Purpose: To describe the clinical course and treatment response of a case of acute zonal occult outer retinopathy.

Methods: This is an observational case report. The examinations included ophthalmic examination, longitudinal multimodal imaging, visual field testing, electrophysiologic recordings, serologic analyses, and whole genome sequencing.

Results: In this report, the authors present the case of an otherwise healthy 33-year-old woman with bilateral acute zonal occult outer retinopathy manifestation. Other possible causes of the observed retinal lesions were ruled out by extensive diagnostic workup. Treatment with oral prednisolone therapy led to temporal disease control but progression was observed after prednisolone discontinuation. A tapered oral prednisolone therapy in combination with adalimumab initiation prevented further progression for at least 21 months.

Conclusion: Diagnosis of acute zonal occult outer retinopathy is frequently complicated by the unspecific symptoms of the disease and significant number of differential diagnoses. Complete diagnostic workup is important to rule out other etiologies. Owing to the lack of randomized controlled trials, therapeutic decisions obligatorily rely on empiric treatment decisions in combination with frequent follow-up examinations.

Keywords: AZOOR; acute outer; acute zonal occult outer retinopathy; adalimumab; degeneration; retina.

Fig. 1.

FAF, color fundus photography, and visual field examinations at initial presentation.
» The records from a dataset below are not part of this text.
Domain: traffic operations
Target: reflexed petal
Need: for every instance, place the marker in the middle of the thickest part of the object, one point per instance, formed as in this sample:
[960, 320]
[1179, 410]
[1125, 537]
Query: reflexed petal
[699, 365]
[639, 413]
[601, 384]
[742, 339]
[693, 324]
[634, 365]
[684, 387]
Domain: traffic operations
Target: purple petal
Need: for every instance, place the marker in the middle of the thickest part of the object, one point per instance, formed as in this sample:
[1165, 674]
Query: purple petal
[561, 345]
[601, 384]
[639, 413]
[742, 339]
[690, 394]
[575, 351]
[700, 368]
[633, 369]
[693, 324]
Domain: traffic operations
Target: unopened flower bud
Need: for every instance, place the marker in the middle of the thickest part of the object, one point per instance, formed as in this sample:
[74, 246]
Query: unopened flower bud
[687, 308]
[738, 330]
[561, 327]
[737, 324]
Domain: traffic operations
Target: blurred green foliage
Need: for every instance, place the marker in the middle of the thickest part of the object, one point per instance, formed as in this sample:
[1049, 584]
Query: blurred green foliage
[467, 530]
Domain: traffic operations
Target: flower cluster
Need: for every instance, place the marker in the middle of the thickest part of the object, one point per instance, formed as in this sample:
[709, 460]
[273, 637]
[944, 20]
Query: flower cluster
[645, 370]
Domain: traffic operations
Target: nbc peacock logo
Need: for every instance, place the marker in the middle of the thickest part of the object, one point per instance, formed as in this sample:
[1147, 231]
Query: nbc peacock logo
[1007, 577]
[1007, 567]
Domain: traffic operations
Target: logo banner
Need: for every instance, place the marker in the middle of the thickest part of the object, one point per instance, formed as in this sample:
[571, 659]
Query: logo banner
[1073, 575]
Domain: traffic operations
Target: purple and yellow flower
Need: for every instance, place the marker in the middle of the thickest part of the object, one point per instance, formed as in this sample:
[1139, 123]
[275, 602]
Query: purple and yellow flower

A, B. Note the hyperautofluorescent, granular lesions with narrow nongranular, hyperautoflourescent borders extending from the optic disk toward the superior and temporal fundus in the right eye and toward the superior fundus in the left eye on FAF imaging. C, D. Color fundus photographs showing mild signs of retinal attenuation in areas corresponding to the lesions seen on FAF imaging. The lower border of the lesion in the right eye showed a clearly visible orange line (white arrows in C). No such orange line was observable in the left eye (D). E. Static 30° perimetry at initial presentation to our clinic showing homonymous inferocentral scotomas that primarily affected the lower left quadrants but violated the vertical meridian (the left panel represents the left eye and the right panel the right eye).

Fig. 2.

Fundus autofluorescence and fundus photography time course. The left column shows FAF images and color fundus photographs of the right eye, the right column shows corresponding images of the left eye. After initial presentation to our clinic (month 0), a new satellite lesion nasal to the optic disk developed in the right eye (month 2, white arrow). We initiated a prednisolone therapy (upper red box) under which the lesions remained stable for 4 months. With prednisolone tapering, another satellite lesion in the right eye developed superior to the optic disk (month 8, white arrow). We initiated another prednisolone therapy, followed by the initiation of adalimumab (lower red and green box; months 8–11). After discontinuation of prednisolone and with adalimumab monotherapy, the lesions remained stable until the most recent follow-up (month 32). Over time, the lesions adopted a rather hypoautofluorescent phenotype in contrast to the initial hyperautofluorescence.